Although I do not doubt Michael Gove’s commitment to the anti-Saddam cause, I sense that the arguments are not as sharp as a debater of his calibre can usually muster. It seems that the issue of Iraq is dragged out to prove that you can dislike Third World tyrants and be a hard-nosed realist. The argument lacks a certain power.

In short, I think that Justin Raimondo has misjudged this piece. The state of debate in Britain is retarded, and while the debate in America is about whether there are strategic interests in places like the Gulf, in Britain it is whether strategic interests should count at all. One of the most frequent complaints I get is from Tories who think that cold strategic calculation is somehow unsound. That is the mountain we in Britain have to climb.

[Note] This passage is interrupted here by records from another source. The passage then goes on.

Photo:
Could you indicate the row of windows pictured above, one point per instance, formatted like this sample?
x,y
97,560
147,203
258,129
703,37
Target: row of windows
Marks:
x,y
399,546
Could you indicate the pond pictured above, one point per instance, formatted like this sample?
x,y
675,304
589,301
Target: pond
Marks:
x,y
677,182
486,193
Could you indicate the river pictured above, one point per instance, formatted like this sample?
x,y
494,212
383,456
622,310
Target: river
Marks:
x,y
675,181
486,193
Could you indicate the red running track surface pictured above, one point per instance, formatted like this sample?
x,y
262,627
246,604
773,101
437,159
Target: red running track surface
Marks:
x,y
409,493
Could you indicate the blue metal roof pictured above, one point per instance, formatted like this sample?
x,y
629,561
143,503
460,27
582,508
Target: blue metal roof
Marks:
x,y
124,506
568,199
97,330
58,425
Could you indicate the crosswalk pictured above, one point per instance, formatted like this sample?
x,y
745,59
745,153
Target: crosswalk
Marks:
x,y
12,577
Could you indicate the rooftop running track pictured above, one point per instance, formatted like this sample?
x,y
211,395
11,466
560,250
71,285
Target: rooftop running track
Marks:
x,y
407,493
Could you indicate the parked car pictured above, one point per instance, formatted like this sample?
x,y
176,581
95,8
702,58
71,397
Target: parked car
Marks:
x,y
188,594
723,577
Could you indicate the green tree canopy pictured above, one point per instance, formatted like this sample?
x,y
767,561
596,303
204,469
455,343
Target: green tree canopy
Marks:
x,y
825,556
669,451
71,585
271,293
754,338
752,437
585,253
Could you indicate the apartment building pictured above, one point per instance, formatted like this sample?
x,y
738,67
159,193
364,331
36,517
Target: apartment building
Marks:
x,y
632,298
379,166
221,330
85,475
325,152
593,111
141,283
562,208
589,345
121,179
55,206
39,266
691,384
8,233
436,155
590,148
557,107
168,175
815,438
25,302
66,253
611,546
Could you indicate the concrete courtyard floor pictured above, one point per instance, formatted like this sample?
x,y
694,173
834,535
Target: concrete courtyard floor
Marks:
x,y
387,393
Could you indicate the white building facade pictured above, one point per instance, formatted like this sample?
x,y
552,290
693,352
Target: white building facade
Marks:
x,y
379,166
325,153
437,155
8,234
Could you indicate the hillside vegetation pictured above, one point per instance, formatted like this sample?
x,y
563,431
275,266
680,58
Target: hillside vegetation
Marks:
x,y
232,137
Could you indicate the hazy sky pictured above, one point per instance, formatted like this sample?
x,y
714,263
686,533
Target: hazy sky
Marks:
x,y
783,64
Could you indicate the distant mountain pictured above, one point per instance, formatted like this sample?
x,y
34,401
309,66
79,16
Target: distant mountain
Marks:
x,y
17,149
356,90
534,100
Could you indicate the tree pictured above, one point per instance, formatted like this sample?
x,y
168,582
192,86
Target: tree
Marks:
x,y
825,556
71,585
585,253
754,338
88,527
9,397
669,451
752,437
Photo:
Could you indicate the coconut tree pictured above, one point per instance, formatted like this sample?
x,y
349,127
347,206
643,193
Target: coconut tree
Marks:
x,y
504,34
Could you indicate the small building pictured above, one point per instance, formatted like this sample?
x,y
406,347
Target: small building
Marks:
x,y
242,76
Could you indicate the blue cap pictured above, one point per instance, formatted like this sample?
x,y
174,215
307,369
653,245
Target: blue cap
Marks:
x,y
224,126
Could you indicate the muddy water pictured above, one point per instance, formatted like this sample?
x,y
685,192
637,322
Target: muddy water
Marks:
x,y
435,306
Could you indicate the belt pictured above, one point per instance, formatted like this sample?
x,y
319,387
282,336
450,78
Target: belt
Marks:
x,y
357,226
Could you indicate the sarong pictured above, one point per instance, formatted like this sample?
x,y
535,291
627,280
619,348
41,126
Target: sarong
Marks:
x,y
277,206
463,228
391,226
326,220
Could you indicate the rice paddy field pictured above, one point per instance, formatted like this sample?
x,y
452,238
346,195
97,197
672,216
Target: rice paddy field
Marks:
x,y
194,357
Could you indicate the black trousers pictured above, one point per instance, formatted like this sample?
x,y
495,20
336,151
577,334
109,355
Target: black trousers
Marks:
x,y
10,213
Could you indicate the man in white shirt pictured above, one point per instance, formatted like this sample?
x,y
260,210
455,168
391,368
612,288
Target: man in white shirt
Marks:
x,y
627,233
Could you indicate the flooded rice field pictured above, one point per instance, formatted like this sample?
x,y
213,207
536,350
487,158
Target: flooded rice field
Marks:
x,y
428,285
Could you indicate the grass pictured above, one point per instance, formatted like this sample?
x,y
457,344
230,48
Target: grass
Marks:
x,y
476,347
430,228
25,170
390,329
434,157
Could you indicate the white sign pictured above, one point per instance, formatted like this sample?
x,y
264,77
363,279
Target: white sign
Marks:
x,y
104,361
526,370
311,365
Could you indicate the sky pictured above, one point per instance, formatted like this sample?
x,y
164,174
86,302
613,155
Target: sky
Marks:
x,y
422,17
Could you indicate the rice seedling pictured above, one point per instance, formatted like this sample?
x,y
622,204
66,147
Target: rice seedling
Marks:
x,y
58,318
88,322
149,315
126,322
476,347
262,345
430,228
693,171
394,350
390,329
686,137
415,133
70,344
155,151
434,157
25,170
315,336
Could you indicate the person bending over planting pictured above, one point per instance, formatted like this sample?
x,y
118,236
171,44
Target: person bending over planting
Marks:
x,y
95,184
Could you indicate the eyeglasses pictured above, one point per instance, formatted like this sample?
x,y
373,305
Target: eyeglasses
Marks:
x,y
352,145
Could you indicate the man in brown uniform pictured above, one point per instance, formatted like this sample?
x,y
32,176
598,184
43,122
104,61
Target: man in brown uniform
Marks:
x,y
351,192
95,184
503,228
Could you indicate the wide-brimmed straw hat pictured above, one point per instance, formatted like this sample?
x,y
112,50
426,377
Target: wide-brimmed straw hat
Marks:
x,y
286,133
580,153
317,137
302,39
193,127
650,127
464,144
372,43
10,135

Michael Gove’s piece was wrong in many places but his basic underlying point, that the strategic interests of the country should be the sole determinant of its military or foreign policy is utterly right. The Atlanticism pretty much goes with the territory of the British Right. There are anti-Americans on the British right; Auberon Waugh, Enoch Powell and Alan Clark – but they are dead. America has a big attraction for those of us who like low taxes, private charity, church going, optimism and entrepreneurship. The problem is trying to untangle our liking for America with identifying with America is every strategic goal. Michael Gove is not the only one who looks over the Atlantic, we all do. Just look who I write for.

It is a sign of how much further developed debate on foreign policy is in America that Justin reacted so differently to me. Michael Gove is not writing in favour of some reborn British Empire, he’s writing against. It is a sign of how bad things are over here that he feels he must talk the language of Empire so much.